885 people have so far died. Switzerland's coronavirus incidence rate is one of the highest in Europe, the office pointed out, with 298 cases recorded per 100,000 inhabitants.

7:36 a.m. ET, April 13, 2020

Japan provides emergency shelter for "internet cafe refugees"

From CNN's Emiko Jozuka in Tokyo

Janese authorities are preparing emergency housing for thousands of "internet cafe refugees" as coronavirus infections spike across the country.

Open around the clock: Internet cafes, which face temporary closure under Japan's state of emergency declaration, have become a de facto home for those without access to stable housing. Many internet and manga cafes across Japan are open 24 hours a day and feature showers, coin laundries, a cafe with food and most importantly -- private booths that can be rented on an hourly or daily rate. 

Mostly men: There are more than 4,000 internet cafe refugees in Tokyo, according to a 2018 survey conducted by the Tokyo Metropolitan government. Nearly 86% of "residents" are men and just over 14% are women. 

Roughly 15,000 people stay at such cafes daily during the week and some 4,000 of them are homeless. About 3,000 do not have stable jobs, according to the survey.

Hatanaka Kazuo, a spokesperson for the metropolitan government, told CNN that rooms would be available in business hotels in the capital for those who applied. A total of 175 people have moved into hotel rooms as of April 10. The rooms will be available until May 6, when the country's state of emergency is scheduled to end.

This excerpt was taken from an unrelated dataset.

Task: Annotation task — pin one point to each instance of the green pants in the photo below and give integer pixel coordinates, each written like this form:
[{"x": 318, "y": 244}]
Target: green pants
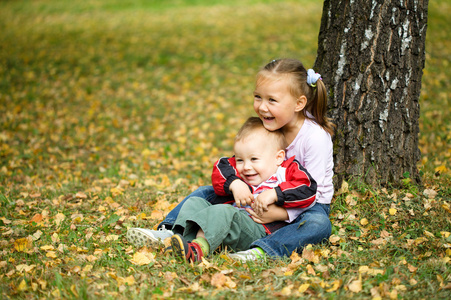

7:48 a.m. ET, April 13, 2020

Pope prays for victims of domestic violence during lockdown

From CNN's Delia Gallagher in Rome

Pope Francis delivers a blessing over an almost empty St. Peter's Square at the Vatican, on April 13.
Pope Francis delivers a blessing over an almost empty St. Peter's Square at the Vatican, on April 13. Vatican News/AP

Pope Francis prayed for victims of domestic violence and all women involved in helping to assist others during the pandemic, in a special address from the Vatican's Apostolic Library on Monday.

"Today I want to remember how much many women do to take care of others, especially during this health emergency," the Pope said during a special prayer, called the Regina Caeli. "Women doctors, nurses, police and prison guards, those who work in shops providing essential items and many women and sisters and grandmothers who are on lockdown at home with their families: children, elderly and the disabled." 

Francis also mentioned women who are at home and at risk of domestic violence.

"Sometimes they are at risk of violence due to a living situation which is too great a weight for them," the Pope said. 

"Let us pray for them, that the Lord gives them strength and that our communities may sustain them, together with their families." 

"May the Lord give us the courage of women, to always move forward," Francis said.

Calls to abuse hotline up 25%: As coronavirus lockdowns are announced around the world, charities and police forces have warned of a potential spike in domestic violence.

Refuge, a leading British charity focused on fighting domestic abuse, said last week that calls to its helpline had risen by 25% since restrictions on people's movement began, and that hits on its website had increased by 150%.

Being confined at home with an abuser makes victims more vulnerable, because there is no escape. In addition, multiple studies have found that emotionally stressful events can lead to an increase in aggressive behavior at home.